A father tried by fire

This I've been saving.

It's an article neither my father, nor anyone else, has ever seen because I've never published it. I wrote it a few years ago as a piece for a compilation book about fathers. Though it didn't get selected, it took a few years before I found out and could publish it on my own.

So I've been waiting for his birthday to publish it here.

All the following details are true. It was December 1979. A few weeks before Christmas. A month before my third birthday. Yes I remember it all. God saved us that night. And my father, in that moment, became my eternal hero. Two-years-old or not, you simply don't forget things like that.

Our two-story country home - the one my father built with his own hands - burned to nothing but ash. We had the clothes on our back and a jar full of twisted, molten pennies when the sun rose again. And we had our lives.

That was enough to start over again.

Here's the story of his heroism.

He had to be freezing.

I watched him through the windshield of our 1976 green Chrysler, a vehicle that neither had character nor charm. Sitting inside, safe from the wind and debris and ash, I sat on the icy vinyl seats repeating over and over, “I’m cold. I’m cold. Mommy, I’m cold.”
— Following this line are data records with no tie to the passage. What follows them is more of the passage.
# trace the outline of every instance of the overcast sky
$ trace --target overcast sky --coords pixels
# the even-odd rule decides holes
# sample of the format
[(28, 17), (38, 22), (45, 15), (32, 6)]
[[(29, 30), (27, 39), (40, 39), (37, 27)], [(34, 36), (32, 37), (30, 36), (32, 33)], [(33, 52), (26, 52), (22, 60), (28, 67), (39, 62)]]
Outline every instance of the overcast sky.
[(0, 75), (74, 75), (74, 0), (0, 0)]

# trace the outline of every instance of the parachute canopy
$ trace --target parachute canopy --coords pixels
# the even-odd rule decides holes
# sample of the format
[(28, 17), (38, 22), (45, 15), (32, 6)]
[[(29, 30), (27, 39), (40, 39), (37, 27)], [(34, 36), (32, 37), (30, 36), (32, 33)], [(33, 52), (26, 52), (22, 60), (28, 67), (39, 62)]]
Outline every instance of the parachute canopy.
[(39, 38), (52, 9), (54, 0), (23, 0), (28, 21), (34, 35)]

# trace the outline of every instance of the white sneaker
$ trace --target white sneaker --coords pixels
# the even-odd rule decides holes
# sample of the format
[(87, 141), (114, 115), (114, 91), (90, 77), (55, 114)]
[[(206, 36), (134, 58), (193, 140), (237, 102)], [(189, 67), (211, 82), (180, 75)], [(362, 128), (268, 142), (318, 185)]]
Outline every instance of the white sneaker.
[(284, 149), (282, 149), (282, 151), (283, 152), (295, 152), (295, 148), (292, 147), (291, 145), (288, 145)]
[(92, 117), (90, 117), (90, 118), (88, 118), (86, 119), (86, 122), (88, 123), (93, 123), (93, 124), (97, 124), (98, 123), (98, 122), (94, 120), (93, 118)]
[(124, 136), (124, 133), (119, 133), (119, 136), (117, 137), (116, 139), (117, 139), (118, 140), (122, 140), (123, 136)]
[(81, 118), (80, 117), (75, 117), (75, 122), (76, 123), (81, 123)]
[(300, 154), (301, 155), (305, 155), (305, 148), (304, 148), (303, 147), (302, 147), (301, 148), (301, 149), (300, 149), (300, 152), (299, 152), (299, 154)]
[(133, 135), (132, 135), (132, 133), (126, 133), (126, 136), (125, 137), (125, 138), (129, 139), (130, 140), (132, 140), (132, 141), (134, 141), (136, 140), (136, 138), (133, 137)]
Outside, Dad wore only his boxer shorts. Barefoot and bone-tired, he was working feverishly to put out the flames devouring our home. As the glass exploded and the fire waltzed through the second floor window, we knew it was over.

The house was gone. But we had escaped.

As I shivered in the vehicle with my mother, brother and aunt, watching Dad bathed in darkness and fierce firelight, I knew he - somehow, someway - would make everything better.

Even then, just shy of my third birthday, I recognized the fighter in him, the man who never gave up and never let me down.

The fire had breathed and huffed and snorted until swallowing the house whole. The only thing left when the sun crescendoed to end the night had been a pile of ash, a smattering of deformed coins, and our lives. One man had saved us all.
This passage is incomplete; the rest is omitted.